PARIS (Reuters) - Indonesia’s Lion Air may add more jets to recent plane orders in order to keep pace with Southeast Asia’s transport growth as a U.S. analyst said the airline may place a multi-billion-dollar order with Europe’s Airbus.
Lion Air co-founder and chief executive, Rusdi Kirana, said on Tuesday that Southeast Asia’s double-digit increase in air travel demand, spurred by economic growth and rising incomes, was set to continue.
“We think that in the next decade we will need a lot of aircraft,” he told Reuters in a telephone interview. “The market is growing very fast. We are looking, but it depends on pricing and many other factors. We are talking, but we have not made any decisions.”
U.S. aerospace analyst Scott Hamilton said however, that Lion Air was poised to order up to 100 Airbus jets, breaking Boeing’s (BA.N) dominance at Indonesia’s largest domestic airline.
Orders of 100 aircraft would be worth approximately $9 billion at list prices for 150-seat jets like the Airbus A320 or Boeing 737, but airlines usually negotiate steep discounts.
Officials with Airbus could not immediately be reached for comment.
Lion Air shot to attention in late 2010 when a provisional order for 230 Boeing jets got high billing during a visit to the world’s fourth most-populous nation by U.S. President Barack Obama, eager to play up the importance of U.S. exports.
Confirmed in February this year, the record deal took Lion Air’s order book to more than 400 planes, which it aims to use to fly across the Asia-Pacific region.
Bolstered by export credits from Western producing countries, airlines in emerging markets have been placing significant bets on air travel in a region where passenger growth outpaces that of developed nations despite some spillover from Europe’s debt crisis.

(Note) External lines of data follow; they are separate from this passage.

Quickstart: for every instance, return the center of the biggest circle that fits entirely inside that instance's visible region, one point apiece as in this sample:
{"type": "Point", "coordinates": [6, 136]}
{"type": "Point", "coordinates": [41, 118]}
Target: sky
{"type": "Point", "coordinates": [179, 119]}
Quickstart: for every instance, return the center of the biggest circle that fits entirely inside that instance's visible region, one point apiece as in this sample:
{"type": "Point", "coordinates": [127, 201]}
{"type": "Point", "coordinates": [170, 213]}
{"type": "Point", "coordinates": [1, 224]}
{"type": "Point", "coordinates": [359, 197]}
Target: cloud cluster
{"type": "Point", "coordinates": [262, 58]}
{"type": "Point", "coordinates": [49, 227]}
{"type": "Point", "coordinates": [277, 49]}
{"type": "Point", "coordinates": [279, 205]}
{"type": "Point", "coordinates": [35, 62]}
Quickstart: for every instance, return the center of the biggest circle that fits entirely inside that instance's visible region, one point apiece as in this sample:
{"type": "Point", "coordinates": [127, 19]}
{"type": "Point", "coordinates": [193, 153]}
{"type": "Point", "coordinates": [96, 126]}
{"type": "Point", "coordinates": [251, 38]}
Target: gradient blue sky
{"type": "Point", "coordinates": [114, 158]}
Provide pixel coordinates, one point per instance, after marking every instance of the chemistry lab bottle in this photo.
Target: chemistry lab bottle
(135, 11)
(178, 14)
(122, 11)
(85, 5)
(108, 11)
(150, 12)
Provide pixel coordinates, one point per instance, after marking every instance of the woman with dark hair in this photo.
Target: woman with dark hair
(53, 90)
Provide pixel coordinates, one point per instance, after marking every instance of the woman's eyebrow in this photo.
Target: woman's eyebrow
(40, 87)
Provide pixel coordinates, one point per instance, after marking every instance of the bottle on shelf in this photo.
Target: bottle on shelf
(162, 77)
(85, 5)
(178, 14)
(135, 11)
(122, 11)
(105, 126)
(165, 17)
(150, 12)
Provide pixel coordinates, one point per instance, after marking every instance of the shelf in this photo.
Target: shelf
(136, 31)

Indonesia’s average annual passenger growth is 21 percent, according to Lion Air.
If confirmed, a deal between Lion Air and Boeing’s arch-rival could be seen as a turning point after a series of orders that lifted the airline to be one of Boeing’s top customers.
Airbus, a subsidiary of EADS EAD.PA, and Boeing, have been locked in a fierce price fight for much of this year, often halving official list prices to take or defend market share, according to multiple industry sources and analysts.
Jakarta-based Lion Air competes with one of Airbus’s largest customers, AirAsia (AIRA.KL) of Malaysia, which has itself confirmed plans to order another 100 Airbus jets in addition to a total of 375 already ordered, of which 100 are now in service.
Lion Air this month also announced plans to challenge AirAsia by setting up a new, low-cost airline based in Malaysia as Southeast Asia’s growing middle class fuels demand for cheap flights.
The new carrier, Malindo Airways, will begin flights between Indonesia and Malaysia next May with a fleet of 12 Boeing 727 aircraft, which it plans to expand to 100 planes within a decade, Kirana said when announcing the launch [ID:nL1E8KB17C].
Lion Air meanwhile, says it is in talks with Boeing to buy 10 787 Dreamliners worth $1.9 billion to tap the long-haul market. The plan would extend an initial deal in June to buy five 787 Dreamliner passenger jets.